Autophagy related long non-coding RNA and breast cancer prognosis analysis and prognostic risk model establishment

Zhizhai Luo 1,#, Binbin Nong 2,#, Yanfei Ma 1,, Dalang Fang 1,
PMCID: PMC8848359  PMID: 35282059

Abstract

Background

The role of autophagy-related long-stranded non-coding RNA (lncRNA) in breast cancer (BRCA) is unclear. We proposed to screen autophagy-related lncRNAs in BRCA and construct a prognostic risk assessment model to explore prognostic correlates.

Methods

We extracted BRCA lncRNAs from The Cancer Genome Atlas (TCGA) database and autophagy-related genes from the Human Autophagy Database (HADb), to screen for autophagy-related lncRNA pairs (ARLP) in BRCA. Single-factor Cox regression analysis and multi-factor Cox regression analysis were used to screen lncRNAs associated with BRCA prognosis, and risk models were established. We divided BRCA patients into high-risk and low-risk groups based on median risk scores. The single-sample gene set enrichment analysis (ssGSEA) algorithm was used to calculate the abundance of 28 immune cells in the TCGA-BRCA cohort and to analyze the relationship between the risk score and the level of immune cell infiltration by ARLP characteristics.

Results

Univariate Cox regression results showed that 42 ARLPs were significantly associated with overall survival (OS) in BRCA patients. Further multifactorial analysis showed that a total of 11 lncRNAs, including SEMA3B-AS1, ST7-AS1, AL136295.7, AC090912.1, LINC01871, AL136531.1, AC024361.1, OTUD6B-AS1, LINC01786, AL122010.1, and MAPT-AS1, were prognostically independent influencers of BRCA. The risk model developed was further validated as a new independent prognostic factor for BRCA patients by Kaplan-Meier (KM) analysis, univariate and multivariate Cox regression analysis to calculate the risk score. In addition, the results of the relationship between risk score and immune infiltration showed that low risk score was associated with T-lymphocyte subpopulation.

Conclusions

Our study suggested that a risk model consisting of 11 autophagy-related lncRNAs can be used to assess the prognosis of BRCA patients.

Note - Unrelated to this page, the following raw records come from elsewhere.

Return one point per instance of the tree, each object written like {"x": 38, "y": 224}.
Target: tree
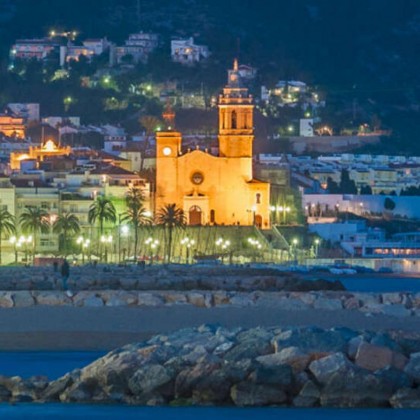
{"x": 347, "y": 185}
{"x": 34, "y": 220}
{"x": 170, "y": 217}
{"x": 332, "y": 186}
{"x": 150, "y": 124}
{"x": 7, "y": 224}
{"x": 67, "y": 224}
{"x": 102, "y": 210}
{"x": 389, "y": 204}
{"x": 135, "y": 214}
{"x": 366, "y": 190}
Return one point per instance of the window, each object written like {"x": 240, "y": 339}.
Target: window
{"x": 234, "y": 119}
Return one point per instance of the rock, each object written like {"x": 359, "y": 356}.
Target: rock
{"x": 250, "y": 394}
{"x": 395, "y": 377}
{"x": 355, "y": 389}
{"x": 52, "y": 298}
{"x": 22, "y": 299}
{"x": 220, "y": 298}
{"x": 406, "y": 398}
{"x": 280, "y": 376}
{"x": 213, "y": 388}
{"x": 177, "y": 298}
{"x": 314, "y": 339}
{"x": 148, "y": 378}
{"x": 395, "y": 310}
{"x": 6, "y": 300}
{"x": 373, "y": 357}
{"x": 188, "y": 378}
{"x": 196, "y": 299}
{"x": 244, "y": 299}
{"x": 291, "y": 356}
{"x": 412, "y": 368}
{"x": 328, "y": 304}
{"x": 253, "y": 343}
{"x": 308, "y": 396}
{"x": 93, "y": 301}
{"x": 352, "y": 303}
{"x": 323, "y": 369}
{"x": 149, "y": 299}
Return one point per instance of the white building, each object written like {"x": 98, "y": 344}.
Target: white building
{"x": 184, "y": 51}
{"x": 138, "y": 46}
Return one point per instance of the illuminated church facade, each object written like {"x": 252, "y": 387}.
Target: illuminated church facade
{"x": 215, "y": 190}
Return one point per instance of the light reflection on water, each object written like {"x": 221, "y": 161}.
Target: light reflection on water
{"x": 72, "y": 411}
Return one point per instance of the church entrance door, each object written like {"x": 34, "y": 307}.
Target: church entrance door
{"x": 258, "y": 221}
{"x": 195, "y": 216}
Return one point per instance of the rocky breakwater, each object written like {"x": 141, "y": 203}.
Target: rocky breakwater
{"x": 398, "y": 304}
{"x": 299, "y": 367}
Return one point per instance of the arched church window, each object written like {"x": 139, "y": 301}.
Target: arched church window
{"x": 234, "y": 119}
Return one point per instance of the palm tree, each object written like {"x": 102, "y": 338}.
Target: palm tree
{"x": 150, "y": 124}
{"x": 34, "y": 220}
{"x": 7, "y": 224}
{"x": 102, "y": 210}
{"x": 170, "y": 217}
{"x": 66, "y": 224}
{"x": 135, "y": 214}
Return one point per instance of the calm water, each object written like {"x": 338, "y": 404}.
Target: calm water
{"x": 51, "y": 364}
{"x": 380, "y": 284}
{"x": 66, "y": 411}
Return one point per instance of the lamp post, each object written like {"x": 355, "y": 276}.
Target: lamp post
{"x": 122, "y": 231}
{"x": 13, "y": 241}
{"x": 224, "y": 244}
{"x": 24, "y": 240}
{"x": 317, "y": 242}
{"x": 84, "y": 244}
{"x": 294, "y": 250}
{"x": 153, "y": 244}
{"x": 106, "y": 240}
{"x": 255, "y": 244}
{"x": 188, "y": 243}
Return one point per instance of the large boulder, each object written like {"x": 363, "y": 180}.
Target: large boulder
{"x": 406, "y": 398}
{"x": 355, "y": 388}
{"x": 373, "y": 357}
{"x": 412, "y": 368}
{"x": 251, "y": 394}
{"x": 323, "y": 369}
{"x": 148, "y": 378}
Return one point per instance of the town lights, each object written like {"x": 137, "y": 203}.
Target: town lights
{"x": 188, "y": 243}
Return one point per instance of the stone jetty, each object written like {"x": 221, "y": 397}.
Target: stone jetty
{"x": 211, "y": 365}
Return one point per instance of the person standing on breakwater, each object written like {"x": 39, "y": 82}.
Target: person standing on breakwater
{"x": 65, "y": 273}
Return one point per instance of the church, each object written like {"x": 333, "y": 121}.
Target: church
{"x": 215, "y": 190}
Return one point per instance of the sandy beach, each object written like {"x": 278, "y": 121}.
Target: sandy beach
{"x": 69, "y": 328}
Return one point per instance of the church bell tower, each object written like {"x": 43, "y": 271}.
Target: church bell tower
{"x": 236, "y": 126}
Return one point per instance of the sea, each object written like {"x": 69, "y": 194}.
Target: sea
{"x": 55, "y": 364}
{"x": 79, "y": 411}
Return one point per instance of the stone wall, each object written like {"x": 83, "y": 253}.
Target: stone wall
{"x": 399, "y": 304}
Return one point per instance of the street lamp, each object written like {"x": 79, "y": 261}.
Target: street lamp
{"x": 84, "y": 244}
{"x": 224, "y": 244}
{"x": 153, "y": 243}
{"x": 294, "y": 249}
{"x": 317, "y": 242}
{"x": 188, "y": 243}
{"x": 106, "y": 240}
{"x": 255, "y": 244}
{"x": 13, "y": 241}
{"x": 22, "y": 240}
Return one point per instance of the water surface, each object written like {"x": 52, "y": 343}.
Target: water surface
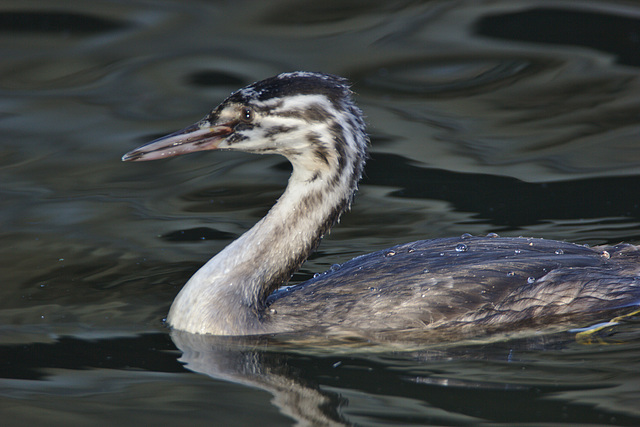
{"x": 505, "y": 116}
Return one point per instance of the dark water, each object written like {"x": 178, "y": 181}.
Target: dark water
{"x": 509, "y": 117}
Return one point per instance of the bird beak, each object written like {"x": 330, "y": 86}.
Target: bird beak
{"x": 187, "y": 140}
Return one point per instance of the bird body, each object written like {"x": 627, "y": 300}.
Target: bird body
{"x": 310, "y": 119}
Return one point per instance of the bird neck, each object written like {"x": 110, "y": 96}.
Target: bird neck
{"x": 227, "y": 296}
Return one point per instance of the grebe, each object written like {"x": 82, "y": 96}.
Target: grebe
{"x": 311, "y": 119}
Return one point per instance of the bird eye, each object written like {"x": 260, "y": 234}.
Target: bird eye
{"x": 247, "y": 114}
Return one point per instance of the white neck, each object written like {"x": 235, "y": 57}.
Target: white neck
{"x": 227, "y": 295}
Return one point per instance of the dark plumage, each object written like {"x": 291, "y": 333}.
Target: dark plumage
{"x": 466, "y": 283}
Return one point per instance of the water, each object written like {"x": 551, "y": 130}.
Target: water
{"x": 507, "y": 117}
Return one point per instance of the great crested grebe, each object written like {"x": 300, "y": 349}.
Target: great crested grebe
{"x": 311, "y": 119}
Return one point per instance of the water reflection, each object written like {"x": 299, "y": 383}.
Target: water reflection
{"x": 508, "y": 116}
{"x": 450, "y": 384}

Keywords: Breast cancer (BRCA), autophagy-related lncRNAs (arlncRNAs), bioinformatics analysis

Introduction

The latest cancer reports show that breast cancer (BRCA) has replaced lung cancer as the leading cancer worldwide, posing a serious threat to women’s health (1,2). Alongside important advances in the treatment of BRCA, developments in antitumor therapies have greatly improved the survival rate and quality of life of tumor patients. However, with the use of antineoplastic drugs, resistance gradually develops, leading to reduced therapeutic efficacy, treatment relapse, metastasis, and finally to treatment failure. Although the means of diagnosis and treatment of BRCA have improved, it has maintained a high mortality rate (3,4). Tumor metastasis and recurrence are complex biological processes, and traditional tumor markers carcinoembryonic antigen (CEA) and carbohydrate antigen 153 (CA153) are no longer recommended as indicators for the diagnosis and postoperative follow-up of BRCA because they lack sufficient sensitivity and specificity. The occurrence and progression of BRCA is accompanied by abnormal regulation at multiple genes and levels (5,6). The search for effective diagnostic and prognostic markers is of great importance in the prevention and treatment of BRCA.

In recent years, the rapid development of high-throughput sequencing technology has led to a deeper understanding of molecular biology, especially non-coding RNAs. Long-stranded non-coding RNAs (lncRNAs) are a class of endogenous RNAs with transcripts longer than 200 nucleotides (7). Studies have reported that lncRNAs are involved in tumorigenesis, progression, metastasis, and immune response and are associated with poor prognosis (8,9). Interfering with lncRNA expression can alter the tumor profile and has been widely recognized in several cancer types (10). Recent studies have shown that tissue-specific expression profiles of lncRNAs may represent tissue specificity for different stages of BRCA and may serve as biomarkers or therapeutic targets for BRCA diagnosis and prognosis.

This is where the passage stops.